In other words, it has become urgent for Europe to understand the mess it has gotten itself into by imposing spending cuts and tax increases aimed at reducing the debt/GDP ratio, and which are not only incompatible with growth, but are also destined to miss the goal of debt reduction. And yet, it should no longer be a mystery: in the global crisis, the countries that have been able to let public deficits run with the recession are also those that today record growth rates higher than those of the Eurozone, where the constraint of the common currency bites instead .

The reason is simple. In a given economic system, for every individual or sector that spends less than its income, there must be another that spends more than its income if we do not want to cause a drop in GDP. Typically, households spend less than their income, if only as a result of pension contributions which compress domestic demand, and businesses, above all when, seeing the horizon dark, they prefer to accumulate reserves rather than invest. The instrument that compensates for the 'outgoing' flows of income is the public deficit, which is in the accounts identical to the overall surplus of the other sectors of the economy. Squeezing it when the economy is weak will deepen the recession.
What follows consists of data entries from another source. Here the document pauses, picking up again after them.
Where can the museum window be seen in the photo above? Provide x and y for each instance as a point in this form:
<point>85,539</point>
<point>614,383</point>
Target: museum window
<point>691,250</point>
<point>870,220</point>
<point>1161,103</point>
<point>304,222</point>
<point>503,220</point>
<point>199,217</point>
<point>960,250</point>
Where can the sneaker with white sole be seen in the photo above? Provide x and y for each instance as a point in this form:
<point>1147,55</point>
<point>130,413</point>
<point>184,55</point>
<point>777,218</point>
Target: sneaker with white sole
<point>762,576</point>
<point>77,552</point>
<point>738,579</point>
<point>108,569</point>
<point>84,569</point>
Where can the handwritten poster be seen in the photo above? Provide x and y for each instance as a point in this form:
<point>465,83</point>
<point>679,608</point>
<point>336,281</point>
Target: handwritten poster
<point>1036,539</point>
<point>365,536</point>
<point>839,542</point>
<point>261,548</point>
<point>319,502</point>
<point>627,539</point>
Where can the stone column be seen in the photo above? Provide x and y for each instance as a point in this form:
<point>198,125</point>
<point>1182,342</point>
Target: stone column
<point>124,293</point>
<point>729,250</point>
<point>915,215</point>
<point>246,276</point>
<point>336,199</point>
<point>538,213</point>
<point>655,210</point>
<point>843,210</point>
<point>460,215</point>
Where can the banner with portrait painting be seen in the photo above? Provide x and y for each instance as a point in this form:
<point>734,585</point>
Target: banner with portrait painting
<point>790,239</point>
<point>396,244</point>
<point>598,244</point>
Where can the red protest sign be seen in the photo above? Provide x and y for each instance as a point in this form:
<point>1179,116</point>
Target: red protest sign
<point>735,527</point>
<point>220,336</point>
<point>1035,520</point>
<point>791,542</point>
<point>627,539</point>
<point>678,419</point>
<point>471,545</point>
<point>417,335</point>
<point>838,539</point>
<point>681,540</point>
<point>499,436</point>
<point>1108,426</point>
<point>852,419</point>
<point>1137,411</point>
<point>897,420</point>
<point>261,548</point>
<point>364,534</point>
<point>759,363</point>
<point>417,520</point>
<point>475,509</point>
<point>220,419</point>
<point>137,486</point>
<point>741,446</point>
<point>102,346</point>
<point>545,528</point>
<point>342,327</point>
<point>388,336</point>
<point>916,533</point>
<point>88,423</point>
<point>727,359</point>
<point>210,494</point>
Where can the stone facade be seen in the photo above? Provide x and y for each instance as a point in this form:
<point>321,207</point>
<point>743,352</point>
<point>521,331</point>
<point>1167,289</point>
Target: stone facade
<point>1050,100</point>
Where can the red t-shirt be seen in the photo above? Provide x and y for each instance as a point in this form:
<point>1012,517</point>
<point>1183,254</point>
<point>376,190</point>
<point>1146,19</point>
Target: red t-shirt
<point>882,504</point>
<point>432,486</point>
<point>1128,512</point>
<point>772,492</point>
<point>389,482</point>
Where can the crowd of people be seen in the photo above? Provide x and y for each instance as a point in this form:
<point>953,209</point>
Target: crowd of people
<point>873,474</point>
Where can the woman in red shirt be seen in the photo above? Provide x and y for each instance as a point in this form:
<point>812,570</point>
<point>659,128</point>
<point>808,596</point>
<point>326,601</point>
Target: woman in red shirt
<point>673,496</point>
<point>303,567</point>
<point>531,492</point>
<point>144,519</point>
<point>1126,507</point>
On the other hand, already in the course of this crisis, the hopes entrusted to expansionary monetary policies proved to be ephemeral, and the reason is clear: monetary policy modifies interest rates, but it cannot increase savings and the profits of the private sector. It is an elementary principle of macroeconomics, forgotten for too long, now rediscovered in the light of the crisis. And which, with some approximation, can be summarized as follows: fiscal expansion creates income, monetary expansion only liquidity.

What to do then, under the constraints of the single currency? It would already be a lot to be able to include the question of the dynamics of European aggregate demand among the emergencies of the next Eurogroup. Extraordinary tax reductions, agreed and coordinated in Europe, better if aimed at consumption and medium-low incomes, would boost demand by increasing taxable income and producing the effect (only apparently counter-intuitive) of reduce debt/GDP ratios and spreads. Other solutions are technically possible, provided that the stone guest is recognized at the table.

To sound the last alarm is the International Labor Organization which in the July report estimates that if Europe stubbornly insists on the policy of austerity we will see further destruction of four and a half million of jobs over the next four years, with unemployment in the Eurozone alone of 22 million people. Today, China is avoiding a hard landing of its economy with a fiscal policy that stimulates domestic demand. If China is ready to abandon the model of export-led growth and stimulate domestic demand, why couldn't Europe do the same? The near future European decline is not fatal: if there is, it will be the result of an intellectual and political failure of the old continent.